Her lunches are often spent getting to know others, including students, and she welcomes new colleagues to Washington and Lee University. It’s also an opportunity to mentor and support the university’s inclusion efforts.
“People are often surprised when they walk into a restaurant and see who I’m eating with,” says Hill, Washington and Lee’s provost and professor of English and Africana studies. “These lunches are rejuvenating for me, and I enjoy them, and they get me out of my box.”
Hill will discuss inclusive leadership strategies during a Women’s History Month event at Wofford College at 5:30 p.m. on March 29 in Leonard Auditorium. Hill’s talk is titled: “The Renovation Will Be Televised: A Toolkit for Inclusive Leadership.”

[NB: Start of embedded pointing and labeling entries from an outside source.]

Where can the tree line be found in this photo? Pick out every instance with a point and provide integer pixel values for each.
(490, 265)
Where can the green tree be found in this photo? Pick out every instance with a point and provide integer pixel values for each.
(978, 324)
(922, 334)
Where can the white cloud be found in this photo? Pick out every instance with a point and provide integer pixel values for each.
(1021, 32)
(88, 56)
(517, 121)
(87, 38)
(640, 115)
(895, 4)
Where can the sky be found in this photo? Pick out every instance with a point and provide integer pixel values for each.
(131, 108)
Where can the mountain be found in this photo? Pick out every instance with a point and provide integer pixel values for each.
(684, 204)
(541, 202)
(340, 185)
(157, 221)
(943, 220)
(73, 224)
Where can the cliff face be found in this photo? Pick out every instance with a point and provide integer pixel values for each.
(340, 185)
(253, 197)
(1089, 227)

She will reflect on her career trajectory, her commitment to enabling diverse leadership and specific actions to undertake that can help institutions maintain important traditions while moving toward equity. The event will also be livestreamed at wofford.edu/live. Wofford’s Women’s Leadership Group organized the event, which is being funded by the Office of Diversity, Equity and Inclusion, and the Office of the President.

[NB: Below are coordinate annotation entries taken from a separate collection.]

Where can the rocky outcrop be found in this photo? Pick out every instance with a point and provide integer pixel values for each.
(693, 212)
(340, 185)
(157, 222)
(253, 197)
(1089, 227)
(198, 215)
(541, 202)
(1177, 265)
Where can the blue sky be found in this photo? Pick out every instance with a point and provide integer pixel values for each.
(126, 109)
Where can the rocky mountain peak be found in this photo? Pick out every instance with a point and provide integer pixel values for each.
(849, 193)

Hill created a university-wide mentoring program for Washington and Lee’s faculty and a professionals of color group at the university. She spent 12 years at the University of Iowa, where she taught English and African American studies before later serving as senior associate to the president and interim chief diversity officer and associate vice president.
“Any conversation like the talk I will give at Wofford is an opportunity for an institution to make sure it’s making the most of its own talent,” Hill says. “Too often we miss that.”
Many institutions and companies strive to have diverse communities and workforces, but that isn’t enough.
“Don’t just put it in a strategic plan,” Hill says. “We want to make people feel welcome.”
That’s where inclusion efforts help. Hill’s lunch meetings and the pizza and smores nights that she’s hosted around bonfires at her home during the pandemic are intended to be spaces where people feel welcome. She also emphasizes processes to make progress sustainable.
Being intentional about inclusion not only helps people feel welcome, but it can support their growth and opportunities to make institutions better and more diverse.
“It’s really important for those of us at institutions that weren’t necessarily built with certain types of leaders in mind,” Hill says.